Book Cover for Scarecrow edited by Rhonda ParrishTitle: Scarecrow
Editor: Rhonda Parrish
Publisher: World Weaver Press
Source: My personal library

 

Hay-men, mommets, tattie bogles, kakashi, tao-tao—whether formed of straw or other materials, the tradition of scarecrows is pervasive in farming cultures around the world. The scarecrow serves as decoy, proxy, and effigy—human but not human. We create them in our image and ask them to protect our crops and by extension our very survival, but we refrain from giving them the things a creation might crave—souls, brains, free-will, love. In Scarecrow, fifteen authors of speculative fiction explore what such creatures might do to gain the things they need or, more dangerously, think they want.

Within these pages, ancient enemies join together to destroy a mad mommet, a scarecrow who is a crow protects solar fields and stores long-lost family secrets, a woman falls in love with a scarecrow, and another becomes one. Encounter scarecrows made of straw, imagination, memory, and robotics while being spirited to Oz, mythological Japan, other planets, and a neighbor’s back garden. After experiencing this book, you’ll never look at a hay-man the same.

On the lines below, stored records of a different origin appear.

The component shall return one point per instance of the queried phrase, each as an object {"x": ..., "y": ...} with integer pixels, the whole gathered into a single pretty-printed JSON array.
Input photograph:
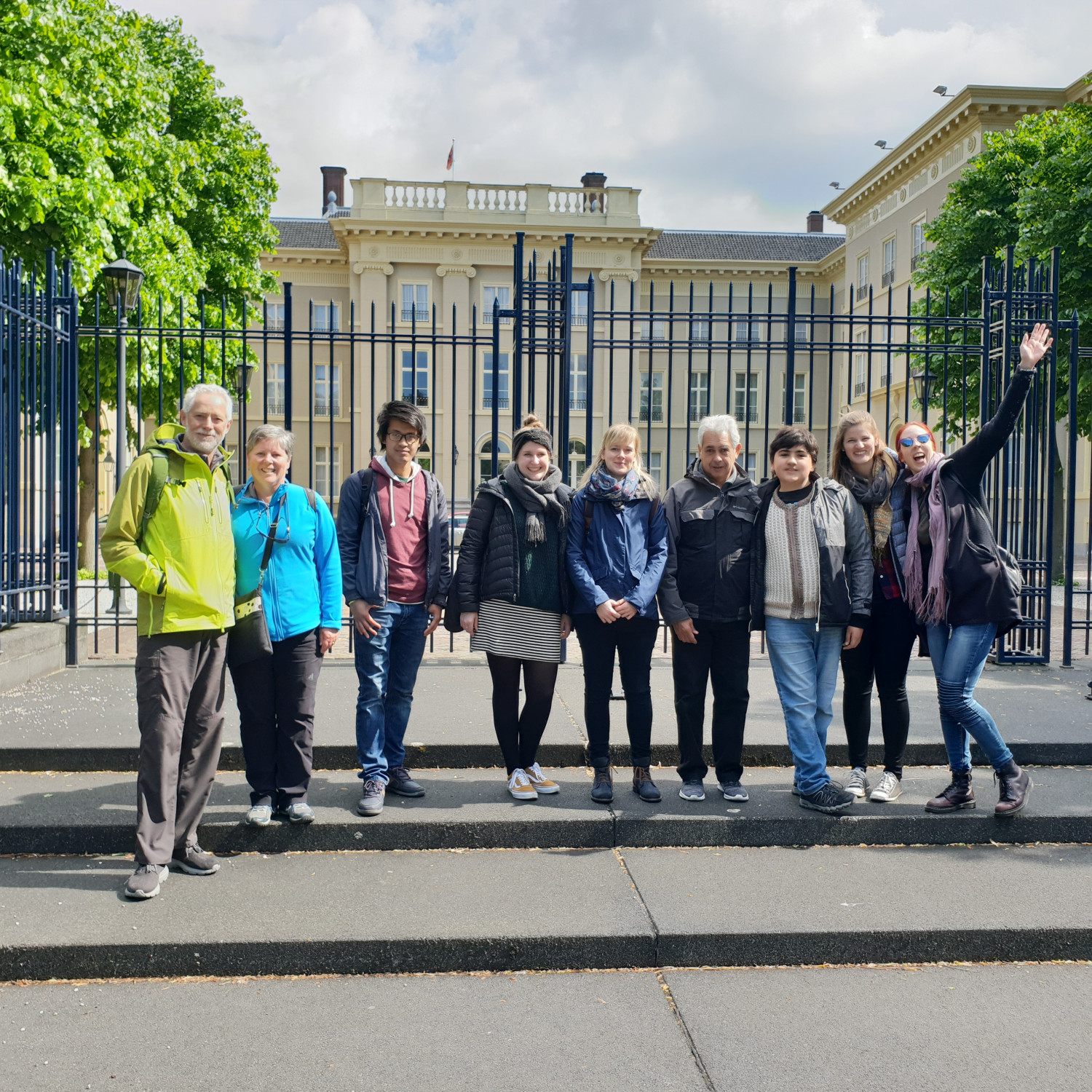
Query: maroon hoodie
[{"x": 402, "y": 510}]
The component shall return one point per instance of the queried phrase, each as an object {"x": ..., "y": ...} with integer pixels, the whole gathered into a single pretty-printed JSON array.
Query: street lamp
[{"x": 122, "y": 281}]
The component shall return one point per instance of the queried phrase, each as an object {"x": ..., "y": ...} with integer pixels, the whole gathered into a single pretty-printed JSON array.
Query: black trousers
[
  {"x": 277, "y": 719},
  {"x": 723, "y": 652},
  {"x": 519, "y": 734},
  {"x": 884, "y": 657},
  {"x": 633, "y": 639}
]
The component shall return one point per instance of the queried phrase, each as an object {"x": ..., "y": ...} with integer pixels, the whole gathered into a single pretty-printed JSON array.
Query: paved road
[
  {"x": 900, "y": 1029},
  {"x": 94, "y": 707}
]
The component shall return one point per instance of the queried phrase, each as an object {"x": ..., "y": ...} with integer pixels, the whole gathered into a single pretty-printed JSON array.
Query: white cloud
[{"x": 729, "y": 114}]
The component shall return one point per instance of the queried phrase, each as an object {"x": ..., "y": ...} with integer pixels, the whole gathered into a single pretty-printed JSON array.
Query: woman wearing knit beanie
[
  {"x": 617, "y": 552},
  {"x": 515, "y": 596}
]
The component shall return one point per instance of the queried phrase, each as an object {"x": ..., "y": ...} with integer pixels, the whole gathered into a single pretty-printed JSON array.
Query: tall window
[
  {"x": 414, "y": 303},
  {"x": 502, "y": 380},
  {"x": 578, "y": 381},
  {"x": 657, "y": 395},
  {"x": 863, "y": 277},
  {"x": 499, "y": 294},
  {"x": 415, "y": 380},
  {"x": 860, "y": 367},
  {"x": 485, "y": 458},
  {"x": 699, "y": 395},
  {"x": 799, "y": 395},
  {"x": 327, "y": 390},
  {"x": 274, "y": 389},
  {"x": 655, "y": 469},
  {"x": 327, "y": 471},
  {"x": 917, "y": 242},
  {"x": 888, "y": 264},
  {"x": 274, "y": 316},
  {"x": 578, "y": 460},
  {"x": 325, "y": 318},
  {"x": 746, "y": 397}
]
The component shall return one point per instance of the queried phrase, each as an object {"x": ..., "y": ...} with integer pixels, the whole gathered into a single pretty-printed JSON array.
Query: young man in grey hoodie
[
  {"x": 705, "y": 598},
  {"x": 392, "y": 532}
]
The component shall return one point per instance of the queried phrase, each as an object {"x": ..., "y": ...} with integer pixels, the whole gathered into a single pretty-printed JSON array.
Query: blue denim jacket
[{"x": 622, "y": 556}]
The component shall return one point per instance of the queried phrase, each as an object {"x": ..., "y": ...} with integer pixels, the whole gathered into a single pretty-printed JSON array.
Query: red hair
[{"x": 915, "y": 424}]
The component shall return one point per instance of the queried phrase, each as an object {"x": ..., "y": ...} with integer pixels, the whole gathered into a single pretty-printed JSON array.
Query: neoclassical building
[{"x": 389, "y": 255}]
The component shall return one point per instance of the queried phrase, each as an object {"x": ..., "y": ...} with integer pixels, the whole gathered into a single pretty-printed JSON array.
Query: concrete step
[
  {"x": 694, "y": 1029},
  {"x": 437, "y": 911},
  {"x": 472, "y": 810}
]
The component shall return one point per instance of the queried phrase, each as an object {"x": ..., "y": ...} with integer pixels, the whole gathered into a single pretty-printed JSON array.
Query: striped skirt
[{"x": 506, "y": 629}]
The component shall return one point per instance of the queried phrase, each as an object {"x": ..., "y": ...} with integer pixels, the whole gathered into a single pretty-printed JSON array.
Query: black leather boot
[
  {"x": 1016, "y": 788},
  {"x": 958, "y": 795}
]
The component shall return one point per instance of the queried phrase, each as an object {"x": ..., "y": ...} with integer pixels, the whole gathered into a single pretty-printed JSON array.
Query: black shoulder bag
[{"x": 249, "y": 638}]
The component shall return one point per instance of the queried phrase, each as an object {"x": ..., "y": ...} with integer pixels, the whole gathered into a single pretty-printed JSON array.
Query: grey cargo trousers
[{"x": 181, "y": 712}]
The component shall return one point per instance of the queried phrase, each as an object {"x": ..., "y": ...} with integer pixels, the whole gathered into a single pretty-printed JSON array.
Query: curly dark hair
[{"x": 399, "y": 411}]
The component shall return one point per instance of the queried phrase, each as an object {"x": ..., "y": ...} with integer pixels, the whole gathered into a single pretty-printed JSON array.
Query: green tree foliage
[
  {"x": 115, "y": 139},
  {"x": 1030, "y": 188}
]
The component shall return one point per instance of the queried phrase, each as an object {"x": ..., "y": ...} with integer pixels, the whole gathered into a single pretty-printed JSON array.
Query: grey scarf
[{"x": 537, "y": 498}]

Featuring all new work by Jane Yolen, Andrew Bud Adams, Laura Blackwood, Amanda Block, Scott Burtness, Amanda C. Davis, Megan Fennell, Kim Goldberg, Katherine Marzinsky, Craig Pay, Sara Puls, Holly Schofield, Virginia Carraway Stark, Laura VanArendonk Baugh, and Kristina Wojtaszek.

Do you ever read a book and afterwards sit there stunned? A few weeks later I still have one word to describe this book. Damn. Day-um.

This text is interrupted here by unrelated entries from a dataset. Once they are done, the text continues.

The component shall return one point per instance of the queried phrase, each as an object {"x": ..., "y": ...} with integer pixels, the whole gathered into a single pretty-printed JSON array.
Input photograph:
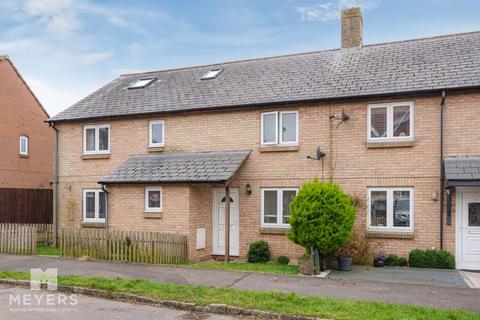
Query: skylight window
[
  {"x": 212, "y": 74},
  {"x": 141, "y": 83}
]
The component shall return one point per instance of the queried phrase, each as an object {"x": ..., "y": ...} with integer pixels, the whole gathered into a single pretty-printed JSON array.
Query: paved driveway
[
  {"x": 445, "y": 297},
  {"x": 84, "y": 308}
]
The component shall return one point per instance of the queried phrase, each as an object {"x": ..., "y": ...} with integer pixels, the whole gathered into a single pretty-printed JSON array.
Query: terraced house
[{"x": 395, "y": 124}]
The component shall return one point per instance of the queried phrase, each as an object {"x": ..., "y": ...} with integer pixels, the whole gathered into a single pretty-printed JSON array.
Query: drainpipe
[
  {"x": 55, "y": 183},
  {"x": 442, "y": 167},
  {"x": 106, "y": 207}
]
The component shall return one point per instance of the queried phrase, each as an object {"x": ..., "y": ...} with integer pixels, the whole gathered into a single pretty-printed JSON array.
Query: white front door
[
  {"x": 468, "y": 226},
  {"x": 219, "y": 222}
]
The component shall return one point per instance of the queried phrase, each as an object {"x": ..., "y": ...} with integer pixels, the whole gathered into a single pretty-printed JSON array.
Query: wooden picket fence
[
  {"x": 122, "y": 245},
  {"x": 18, "y": 238}
]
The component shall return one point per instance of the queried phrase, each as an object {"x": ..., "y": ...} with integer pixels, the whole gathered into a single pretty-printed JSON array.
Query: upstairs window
[
  {"x": 391, "y": 209},
  {"x": 211, "y": 74},
  {"x": 280, "y": 128},
  {"x": 94, "y": 205},
  {"x": 141, "y": 83},
  {"x": 96, "y": 139},
  {"x": 390, "y": 122},
  {"x": 23, "y": 145},
  {"x": 276, "y": 206},
  {"x": 156, "y": 133}
]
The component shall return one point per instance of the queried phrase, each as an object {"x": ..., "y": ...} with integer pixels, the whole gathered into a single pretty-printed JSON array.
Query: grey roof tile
[
  {"x": 178, "y": 167},
  {"x": 445, "y": 62}
]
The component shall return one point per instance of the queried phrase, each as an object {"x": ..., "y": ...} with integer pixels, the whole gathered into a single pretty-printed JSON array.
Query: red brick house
[
  {"x": 26, "y": 144},
  {"x": 159, "y": 150}
]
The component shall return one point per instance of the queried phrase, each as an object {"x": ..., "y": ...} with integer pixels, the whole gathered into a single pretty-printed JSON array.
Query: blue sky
[{"x": 68, "y": 48}]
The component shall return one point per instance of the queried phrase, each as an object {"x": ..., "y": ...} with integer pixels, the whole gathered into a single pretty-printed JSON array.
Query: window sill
[
  {"x": 278, "y": 148},
  {"x": 390, "y": 144},
  {"x": 156, "y": 149},
  {"x": 152, "y": 215},
  {"x": 99, "y": 225},
  {"x": 390, "y": 234},
  {"x": 274, "y": 230},
  {"x": 95, "y": 156}
]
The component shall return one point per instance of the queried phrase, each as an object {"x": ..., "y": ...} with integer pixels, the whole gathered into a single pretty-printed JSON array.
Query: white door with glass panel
[
  {"x": 219, "y": 202},
  {"x": 468, "y": 249}
]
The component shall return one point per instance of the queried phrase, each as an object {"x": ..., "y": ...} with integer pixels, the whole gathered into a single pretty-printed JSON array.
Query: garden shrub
[
  {"x": 283, "y": 260},
  {"x": 431, "y": 259},
  {"x": 258, "y": 252},
  {"x": 321, "y": 216}
]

Yes, I’m friends with Rhonda. I look forward to reading anything she touches. But this was a surprise. The editor does a lot; comes  up with the concept, reads all the submissions, (maybe) pick the cover art, suggests edits to the authors, and much more I don’t even know about. I’ve seen some of these author names pop up from other projects Rhonda has worked on but playing favorites isn’t her thing; she’ll always pick what she thinks is the best work.

Variety – There’s a good mix within the anthology. Story lengths, settings, time periods, mechanical scarecrows, straw scarecrows… you get the idea.

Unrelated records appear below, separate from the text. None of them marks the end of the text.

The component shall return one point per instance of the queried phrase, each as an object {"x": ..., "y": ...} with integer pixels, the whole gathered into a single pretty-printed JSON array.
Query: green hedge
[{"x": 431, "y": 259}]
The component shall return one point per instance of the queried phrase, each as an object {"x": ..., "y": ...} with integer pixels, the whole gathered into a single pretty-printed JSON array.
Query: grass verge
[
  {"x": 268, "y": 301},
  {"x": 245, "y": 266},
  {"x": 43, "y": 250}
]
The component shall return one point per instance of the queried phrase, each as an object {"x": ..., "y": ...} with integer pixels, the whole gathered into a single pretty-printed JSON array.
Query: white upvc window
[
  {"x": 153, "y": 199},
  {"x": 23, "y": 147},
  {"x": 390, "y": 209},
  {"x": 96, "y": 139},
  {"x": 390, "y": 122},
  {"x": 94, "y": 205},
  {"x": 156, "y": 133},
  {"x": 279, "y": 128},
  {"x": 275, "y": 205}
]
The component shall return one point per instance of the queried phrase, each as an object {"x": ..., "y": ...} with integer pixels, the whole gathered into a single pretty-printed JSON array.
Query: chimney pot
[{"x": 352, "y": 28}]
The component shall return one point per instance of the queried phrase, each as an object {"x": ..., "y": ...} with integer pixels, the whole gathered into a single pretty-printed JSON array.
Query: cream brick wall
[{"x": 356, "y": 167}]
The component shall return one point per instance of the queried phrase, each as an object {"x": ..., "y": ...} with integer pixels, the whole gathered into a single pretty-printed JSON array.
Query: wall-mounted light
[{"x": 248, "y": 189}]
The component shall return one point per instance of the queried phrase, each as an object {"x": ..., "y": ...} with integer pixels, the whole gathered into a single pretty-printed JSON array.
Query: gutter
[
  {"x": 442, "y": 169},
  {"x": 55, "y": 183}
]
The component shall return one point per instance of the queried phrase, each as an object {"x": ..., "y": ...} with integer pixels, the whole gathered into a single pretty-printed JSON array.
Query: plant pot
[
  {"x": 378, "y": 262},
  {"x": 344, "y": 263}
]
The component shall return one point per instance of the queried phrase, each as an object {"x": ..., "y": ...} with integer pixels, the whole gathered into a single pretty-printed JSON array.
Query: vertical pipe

Pacing – Each piece is well-paced. Every single story felt like it was building to a conclusion of some kind.

I feel like this is one of those very vague reviews. I guess because it is; I’m no pointing to any one story which is better than another. Each person’s experience of this anthology is going to be different. There’s truly enough variety that I’m sure anyone picking this up will find a story that sticks with them.